The panic of 2007 caused by the tuppins of funny money on Wall Street by bankers behaving like children scaring away both investors and depositors may have indeed sown the seeds of the change this century can expect as the world is conferring over reducing the black soot out of the chimneys still, one hundred years later. The fired Mr. Banks over the antics of his children in his stiff lipped bank learns the simple pleasures of wisdom at the end of the story before getting his job back. We must all hope that so could it be with the United States as Americans get their jobs back as the economy recovers, again, hopefully sooner than later.
“What if it does not?” it appears some pollsters are asking. The New York Times says China is creeping in, culturally, and The Washington Post says Americans are thinking that this could be a Chinese Century, but optimistic that the China anxiety could go away similar to that of the Japanese anxiety in the ‘80s.
Pollsters are trained to cleverly manipulate public opinion to shape popular psychology through the popular media: “don’t worry about China they are implying, the bubble will fade out and America will be on top again.” The Trumanesque foreign policy establishment in Foggy Bottom along with the International Monetary Fund (IMF) run by the U.S Treasury is also spinning its wheels hoping they can do to China what the United States had done to Japan after Pearl Harbor in 1941: to break the will of the Chinese dragon toward the West. That the prince will slay Maleficent before everybody can live happily ever after. The Japanese empire had learned its lesson the hard way after being nuked into submission. The Asian tigers had met with a similar fate after being destroyed by the financial weapons of mass destruction in the late ‘90s.
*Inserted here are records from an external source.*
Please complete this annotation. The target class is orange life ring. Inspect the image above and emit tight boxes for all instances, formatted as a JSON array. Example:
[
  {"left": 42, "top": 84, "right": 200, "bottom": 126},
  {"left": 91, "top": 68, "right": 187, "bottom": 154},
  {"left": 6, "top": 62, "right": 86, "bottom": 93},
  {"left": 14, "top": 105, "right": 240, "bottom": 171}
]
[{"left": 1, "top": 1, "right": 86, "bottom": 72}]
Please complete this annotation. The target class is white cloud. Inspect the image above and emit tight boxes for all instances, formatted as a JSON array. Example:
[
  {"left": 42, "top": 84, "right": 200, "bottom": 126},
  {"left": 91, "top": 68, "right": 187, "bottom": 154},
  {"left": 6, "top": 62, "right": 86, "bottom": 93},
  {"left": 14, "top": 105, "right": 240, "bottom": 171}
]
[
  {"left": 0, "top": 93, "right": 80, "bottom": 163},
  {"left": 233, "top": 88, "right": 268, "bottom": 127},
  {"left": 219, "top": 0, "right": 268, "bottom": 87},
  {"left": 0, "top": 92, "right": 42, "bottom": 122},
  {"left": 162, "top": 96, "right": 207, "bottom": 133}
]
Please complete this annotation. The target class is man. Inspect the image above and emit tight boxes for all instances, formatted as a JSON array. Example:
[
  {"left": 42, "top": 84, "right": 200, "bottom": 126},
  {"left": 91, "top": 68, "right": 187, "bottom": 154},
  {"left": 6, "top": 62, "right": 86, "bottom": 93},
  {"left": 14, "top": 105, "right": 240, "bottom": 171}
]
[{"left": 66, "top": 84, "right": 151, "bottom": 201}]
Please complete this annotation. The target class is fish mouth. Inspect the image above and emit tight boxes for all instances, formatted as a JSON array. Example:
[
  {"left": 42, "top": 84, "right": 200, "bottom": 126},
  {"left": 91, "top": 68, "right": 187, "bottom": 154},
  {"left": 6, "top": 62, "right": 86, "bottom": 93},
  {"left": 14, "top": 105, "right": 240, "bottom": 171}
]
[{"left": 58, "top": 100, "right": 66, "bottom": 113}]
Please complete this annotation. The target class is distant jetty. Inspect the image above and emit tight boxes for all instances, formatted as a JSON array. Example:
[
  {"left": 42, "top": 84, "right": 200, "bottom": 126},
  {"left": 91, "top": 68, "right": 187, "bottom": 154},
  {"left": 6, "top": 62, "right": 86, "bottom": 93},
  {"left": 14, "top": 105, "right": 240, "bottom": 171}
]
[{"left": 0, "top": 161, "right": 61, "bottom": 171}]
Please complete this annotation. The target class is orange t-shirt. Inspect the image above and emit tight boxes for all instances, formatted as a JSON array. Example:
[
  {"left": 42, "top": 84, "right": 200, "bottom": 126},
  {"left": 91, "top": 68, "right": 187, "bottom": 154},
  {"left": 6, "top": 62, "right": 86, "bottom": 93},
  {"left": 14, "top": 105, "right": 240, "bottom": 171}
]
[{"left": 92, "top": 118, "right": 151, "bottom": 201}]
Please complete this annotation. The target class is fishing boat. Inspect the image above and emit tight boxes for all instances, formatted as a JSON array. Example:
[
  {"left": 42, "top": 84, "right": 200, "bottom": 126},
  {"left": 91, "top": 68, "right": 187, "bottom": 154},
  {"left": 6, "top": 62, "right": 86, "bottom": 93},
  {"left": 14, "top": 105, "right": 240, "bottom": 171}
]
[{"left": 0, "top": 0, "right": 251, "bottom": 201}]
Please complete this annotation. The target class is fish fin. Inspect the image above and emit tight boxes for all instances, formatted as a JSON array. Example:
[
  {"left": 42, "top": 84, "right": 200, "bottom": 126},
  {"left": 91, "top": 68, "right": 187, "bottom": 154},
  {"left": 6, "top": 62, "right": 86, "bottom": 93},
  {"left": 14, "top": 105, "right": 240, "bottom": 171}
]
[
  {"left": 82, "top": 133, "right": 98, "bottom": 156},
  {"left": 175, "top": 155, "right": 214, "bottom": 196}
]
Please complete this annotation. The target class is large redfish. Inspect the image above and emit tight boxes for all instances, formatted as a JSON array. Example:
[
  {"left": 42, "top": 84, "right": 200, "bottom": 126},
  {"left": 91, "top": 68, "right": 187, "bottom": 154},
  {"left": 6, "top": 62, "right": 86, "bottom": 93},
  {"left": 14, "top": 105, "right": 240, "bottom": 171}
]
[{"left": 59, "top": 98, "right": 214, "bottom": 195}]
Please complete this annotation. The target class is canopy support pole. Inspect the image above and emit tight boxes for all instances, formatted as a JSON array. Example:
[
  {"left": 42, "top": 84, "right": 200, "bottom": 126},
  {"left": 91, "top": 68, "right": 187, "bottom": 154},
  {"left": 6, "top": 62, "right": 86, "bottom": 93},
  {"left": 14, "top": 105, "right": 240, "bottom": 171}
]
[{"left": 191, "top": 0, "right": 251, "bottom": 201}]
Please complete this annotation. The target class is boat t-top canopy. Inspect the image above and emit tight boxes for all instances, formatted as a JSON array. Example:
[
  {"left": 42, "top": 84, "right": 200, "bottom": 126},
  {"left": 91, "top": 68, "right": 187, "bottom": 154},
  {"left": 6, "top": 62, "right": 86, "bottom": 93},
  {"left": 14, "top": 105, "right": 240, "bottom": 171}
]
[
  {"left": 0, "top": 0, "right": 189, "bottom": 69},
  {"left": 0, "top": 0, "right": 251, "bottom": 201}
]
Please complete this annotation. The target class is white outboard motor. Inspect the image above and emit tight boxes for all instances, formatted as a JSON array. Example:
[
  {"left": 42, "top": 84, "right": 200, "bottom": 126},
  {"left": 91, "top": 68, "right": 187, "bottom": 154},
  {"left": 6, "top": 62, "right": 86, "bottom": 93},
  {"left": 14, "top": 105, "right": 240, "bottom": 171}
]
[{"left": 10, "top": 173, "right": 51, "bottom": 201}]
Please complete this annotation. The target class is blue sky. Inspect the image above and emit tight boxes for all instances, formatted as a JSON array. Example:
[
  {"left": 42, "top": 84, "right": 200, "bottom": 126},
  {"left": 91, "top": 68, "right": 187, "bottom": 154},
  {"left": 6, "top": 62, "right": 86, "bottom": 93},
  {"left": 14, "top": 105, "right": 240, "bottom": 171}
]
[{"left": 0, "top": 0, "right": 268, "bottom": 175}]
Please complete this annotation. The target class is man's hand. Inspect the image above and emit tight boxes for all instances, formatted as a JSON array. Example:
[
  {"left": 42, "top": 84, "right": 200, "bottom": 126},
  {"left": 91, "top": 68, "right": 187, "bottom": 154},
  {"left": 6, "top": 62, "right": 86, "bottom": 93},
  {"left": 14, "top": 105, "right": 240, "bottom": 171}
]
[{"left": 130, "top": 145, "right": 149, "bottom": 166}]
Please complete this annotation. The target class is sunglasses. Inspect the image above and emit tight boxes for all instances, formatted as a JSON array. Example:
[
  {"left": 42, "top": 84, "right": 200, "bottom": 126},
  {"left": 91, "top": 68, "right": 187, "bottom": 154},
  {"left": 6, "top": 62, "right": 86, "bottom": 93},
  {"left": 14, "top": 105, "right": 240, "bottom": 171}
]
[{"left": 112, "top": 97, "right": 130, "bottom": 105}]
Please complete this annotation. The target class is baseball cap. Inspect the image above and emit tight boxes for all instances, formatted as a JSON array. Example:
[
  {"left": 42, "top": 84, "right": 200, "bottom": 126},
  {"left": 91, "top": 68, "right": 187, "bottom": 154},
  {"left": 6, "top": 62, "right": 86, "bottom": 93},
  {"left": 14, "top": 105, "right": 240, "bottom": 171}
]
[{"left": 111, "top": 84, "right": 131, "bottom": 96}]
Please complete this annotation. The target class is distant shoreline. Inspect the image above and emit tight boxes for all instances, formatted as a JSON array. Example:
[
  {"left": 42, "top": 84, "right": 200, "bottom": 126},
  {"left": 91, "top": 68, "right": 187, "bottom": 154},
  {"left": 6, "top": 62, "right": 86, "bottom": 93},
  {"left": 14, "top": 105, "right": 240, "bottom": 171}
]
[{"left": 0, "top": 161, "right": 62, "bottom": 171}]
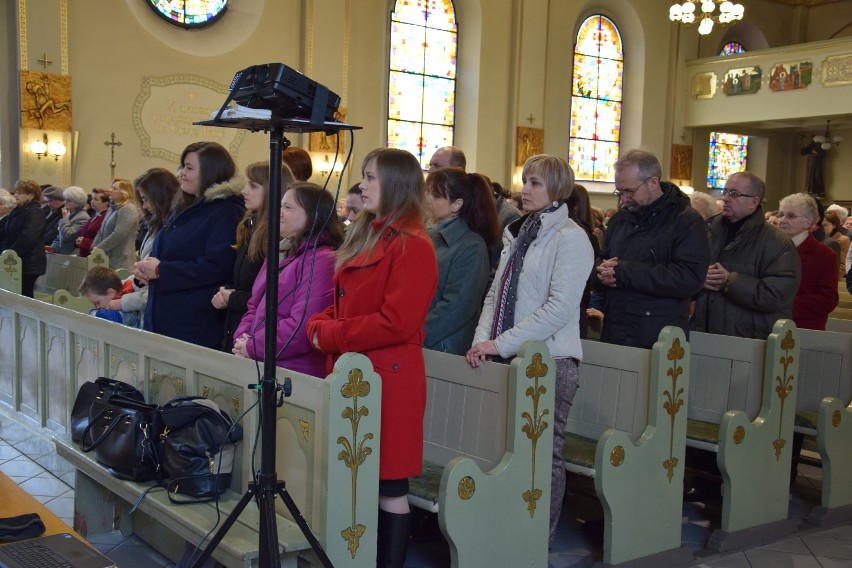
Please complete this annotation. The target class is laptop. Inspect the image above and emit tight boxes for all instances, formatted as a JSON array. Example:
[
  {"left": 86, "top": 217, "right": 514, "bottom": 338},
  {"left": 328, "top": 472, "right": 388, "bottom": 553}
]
[{"left": 0, "top": 533, "right": 116, "bottom": 568}]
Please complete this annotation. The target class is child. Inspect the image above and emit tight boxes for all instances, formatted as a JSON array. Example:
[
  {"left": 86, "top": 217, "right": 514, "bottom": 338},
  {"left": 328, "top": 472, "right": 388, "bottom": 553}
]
[{"left": 80, "top": 266, "right": 142, "bottom": 327}]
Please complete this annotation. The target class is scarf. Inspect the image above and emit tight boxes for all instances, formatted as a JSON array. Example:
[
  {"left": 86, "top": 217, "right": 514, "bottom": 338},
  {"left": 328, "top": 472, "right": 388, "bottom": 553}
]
[{"left": 491, "top": 206, "right": 561, "bottom": 340}]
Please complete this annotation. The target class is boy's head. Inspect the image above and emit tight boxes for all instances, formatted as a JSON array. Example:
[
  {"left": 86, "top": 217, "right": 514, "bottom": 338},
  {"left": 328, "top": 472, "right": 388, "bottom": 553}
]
[{"left": 80, "top": 266, "right": 121, "bottom": 308}]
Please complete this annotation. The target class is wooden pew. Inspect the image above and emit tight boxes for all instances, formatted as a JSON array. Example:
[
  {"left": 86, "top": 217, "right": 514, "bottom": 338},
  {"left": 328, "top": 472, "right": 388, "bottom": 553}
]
[
  {"left": 409, "top": 342, "right": 556, "bottom": 567},
  {"left": 563, "top": 327, "right": 692, "bottom": 566},
  {"left": 0, "top": 249, "right": 21, "bottom": 294},
  {"left": 34, "top": 248, "right": 109, "bottom": 303},
  {"left": 0, "top": 290, "right": 381, "bottom": 568},
  {"left": 795, "top": 329, "right": 852, "bottom": 525},
  {"left": 687, "top": 320, "right": 800, "bottom": 552}
]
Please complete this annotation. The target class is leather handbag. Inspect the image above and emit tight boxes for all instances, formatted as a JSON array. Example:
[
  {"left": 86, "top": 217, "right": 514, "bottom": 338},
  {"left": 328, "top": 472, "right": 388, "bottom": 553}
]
[
  {"left": 71, "top": 377, "right": 145, "bottom": 444},
  {"left": 159, "top": 396, "right": 243, "bottom": 502},
  {"left": 80, "top": 394, "right": 161, "bottom": 481}
]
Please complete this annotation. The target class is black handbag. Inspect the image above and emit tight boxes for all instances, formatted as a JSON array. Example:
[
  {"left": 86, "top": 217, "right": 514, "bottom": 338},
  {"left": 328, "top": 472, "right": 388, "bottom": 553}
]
[
  {"left": 159, "top": 396, "right": 243, "bottom": 502},
  {"left": 71, "top": 377, "right": 145, "bottom": 444},
  {"left": 80, "top": 394, "right": 161, "bottom": 481}
]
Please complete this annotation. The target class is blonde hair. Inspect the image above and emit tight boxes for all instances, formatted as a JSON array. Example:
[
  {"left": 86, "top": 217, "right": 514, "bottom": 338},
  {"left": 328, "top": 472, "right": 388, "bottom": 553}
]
[{"left": 337, "top": 148, "right": 426, "bottom": 268}]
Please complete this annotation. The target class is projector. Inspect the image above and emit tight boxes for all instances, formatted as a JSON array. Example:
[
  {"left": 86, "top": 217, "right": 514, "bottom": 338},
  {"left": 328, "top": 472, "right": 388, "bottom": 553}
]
[{"left": 230, "top": 63, "right": 340, "bottom": 122}]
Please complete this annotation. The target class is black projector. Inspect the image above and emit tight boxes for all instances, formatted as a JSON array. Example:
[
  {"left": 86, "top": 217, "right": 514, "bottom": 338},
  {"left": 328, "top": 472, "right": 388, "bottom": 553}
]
[{"left": 230, "top": 63, "right": 340, "bottom": 122}]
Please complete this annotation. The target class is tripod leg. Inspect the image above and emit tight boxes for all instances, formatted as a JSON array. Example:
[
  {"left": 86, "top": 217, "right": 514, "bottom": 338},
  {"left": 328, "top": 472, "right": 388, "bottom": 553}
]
[
  {"left": 191, "top": 483, "right": 255, "bottom": 568},
  {"left": 277, "top": 481, "right": 334, "bottom": 568}
]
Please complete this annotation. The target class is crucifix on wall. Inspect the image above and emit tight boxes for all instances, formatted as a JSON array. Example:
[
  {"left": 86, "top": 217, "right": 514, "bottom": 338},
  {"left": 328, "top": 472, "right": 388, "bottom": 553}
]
[{"left": 104, "top": 132, "right": 121, "bottom": 180}]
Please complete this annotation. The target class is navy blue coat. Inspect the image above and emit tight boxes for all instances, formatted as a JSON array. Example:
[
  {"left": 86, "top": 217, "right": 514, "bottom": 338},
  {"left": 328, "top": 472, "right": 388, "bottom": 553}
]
[{"left": 143, "top": 183, "right": 245, "bottom": 349}]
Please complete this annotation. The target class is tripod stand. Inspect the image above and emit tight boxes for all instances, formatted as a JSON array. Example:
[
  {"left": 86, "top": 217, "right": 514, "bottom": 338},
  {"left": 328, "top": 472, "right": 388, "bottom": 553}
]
[{"left": 192, "top": 116, "right": 353, "bottom": 568}]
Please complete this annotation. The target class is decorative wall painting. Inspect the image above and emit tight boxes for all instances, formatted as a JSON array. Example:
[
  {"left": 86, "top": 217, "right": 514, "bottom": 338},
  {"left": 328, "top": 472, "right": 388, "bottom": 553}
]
[
  {"left": 722, "top": 67, "right": 763, "bottom": 97},
  {"left": 692, "top": 71, "right": 716, "bottom": 99},
  {"left": 769, "top": 61, "right": 814, "bottom": 92}
]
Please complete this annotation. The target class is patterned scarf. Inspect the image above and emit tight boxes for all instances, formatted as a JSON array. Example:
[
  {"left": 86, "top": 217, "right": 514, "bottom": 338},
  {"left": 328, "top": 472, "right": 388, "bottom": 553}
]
[{"left": 491, "top": 202, "right": 561, "bottom": 346}]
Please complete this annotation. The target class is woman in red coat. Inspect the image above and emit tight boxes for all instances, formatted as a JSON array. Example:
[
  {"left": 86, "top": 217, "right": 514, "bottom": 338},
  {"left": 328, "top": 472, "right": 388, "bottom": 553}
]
[{"left": 308, "top": 148, "right": 438, "bottom": 567}]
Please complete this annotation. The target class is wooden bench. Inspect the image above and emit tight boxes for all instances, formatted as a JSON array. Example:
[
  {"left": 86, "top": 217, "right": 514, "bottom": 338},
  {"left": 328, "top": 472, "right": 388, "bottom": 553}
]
[
  {"left": 0, "top": 290, "right": 381, "bottom": 567},
  {"left": 0, "top": 249, "right": 21, "bottom": 294},
  {"left": 34, "top": 248, "right": 109, "bottom": 303},
  {"left": 687, "top": 320, "right": 800, "bottom": 552},
  {"left": 563, "top": 327, "right": 692, "bottom": 566},
  {"left": 409, "top": 342, "right": 556, "bottom": 567},
  {"left": 795, "top": 329, "right": 852, "bottom": 525}
]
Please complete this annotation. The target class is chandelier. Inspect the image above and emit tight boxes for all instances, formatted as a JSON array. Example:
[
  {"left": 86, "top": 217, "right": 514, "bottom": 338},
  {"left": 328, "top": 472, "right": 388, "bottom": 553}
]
[
  {"left": 669, "top": 0, "right": 745, "bottom": 35},
  {"left": 814, "top": 120, "right": 843, "bottom": 150}
]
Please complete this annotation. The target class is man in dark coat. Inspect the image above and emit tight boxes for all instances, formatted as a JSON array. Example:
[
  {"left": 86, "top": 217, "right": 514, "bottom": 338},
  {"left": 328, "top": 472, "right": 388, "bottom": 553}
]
[
  {"left": 593, "top": 150, "right": 710, "bottom": 349},
  {"left": 692, "top": 172, "right": 801, "bottom": 339}
]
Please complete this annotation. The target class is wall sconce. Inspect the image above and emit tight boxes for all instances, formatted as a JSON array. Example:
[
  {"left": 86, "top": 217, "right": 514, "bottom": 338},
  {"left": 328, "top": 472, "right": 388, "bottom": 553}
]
[
  {"left": 318, "top": 155, "right": 343, "bottom": 177},
  {"left": 30, "top": 132, "right": 67, "bottom": 161}
]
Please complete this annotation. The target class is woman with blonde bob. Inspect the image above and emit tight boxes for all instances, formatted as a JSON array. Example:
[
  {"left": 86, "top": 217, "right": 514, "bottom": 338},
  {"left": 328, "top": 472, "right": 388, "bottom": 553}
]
[
  {"left": 92, "top": 179, "right": 139, "bottom": 270},
  {"left": 467, "top": 154, "right": 594, "bottom": 544},
  {"left": 308, "top": 148, "right": 438, "bottom": 567}
]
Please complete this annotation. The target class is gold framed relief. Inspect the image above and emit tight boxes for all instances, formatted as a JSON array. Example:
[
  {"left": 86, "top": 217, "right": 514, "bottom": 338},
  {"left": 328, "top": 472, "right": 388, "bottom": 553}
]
[
  {"left": 822, "top": 54, "right": 852, "bottom": 87},
  {"left": 692, "top": 71, "right": 716, "bottom": 99},
  {"left": 722, "top": 67, "right": 763, "bottom": 97},
  {"left": 21, "top": 71, "right": 71, "bottom": 132},
  {"left": 769, "top": 61, "right": 814, "bottom": 93},
  {"left": 515, "top": 126, "right": 544, "bottom": 166}
]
But the United States and Europe may not be so lucky with China nor should they be.
The tiny island empire of Japan was annihilated by Enola Gay in August 1945 by a Churchillian show of force, aided quietly by the United States as its chief executor in the Pacific. Japan, since then, had constitutionally turned pacific without ever being recognized for its peace nor was Gandhi in 1947 for ending Churchill’s imperial ambitions which had set the sun on the British Empire with the antithesis of the nuclear bombs that were dropped on Japan, a contrast that is as stark as night and day or Satan and God, even as the United States, Europe and the Soviet Empire piled up nuclear weapons gathering peace prizes for talking about world peace, the Hobbesian way. Now, the United States and the U.K are once again talking about financial weapons of mass destruction in a similar vein after bringing down the planet to its knees. The peace that has been concocted under the nigritude of the London skies since the Industrial Revolution is to learn to be civil in the progression from weapons of mass destruction to financial weapons of mass destruction. Civilization is yet to come to the West.
In the war between island empires, with the zero longitude passing through a place where the sun sets in the old world, the land where the sun rises was physically shocked into submission, just as the Jews in Germany were cooked and gassed into surrendering, for civilization to begin anew under the aegis of Anglo-Americana. This riff-raff of modern civilization is now struggling and desperate to retain power, silently scheming to do something similar to China.
The sleeping giant that was awakened by Nixon is no island empire and the United States must not nurture any delusions about China’s capitulation to the West. The 21st century will either be a global century or a deeply troubled century. And this is a choice the world must make now before that choice becomes the Hobson ’s choice of the latter.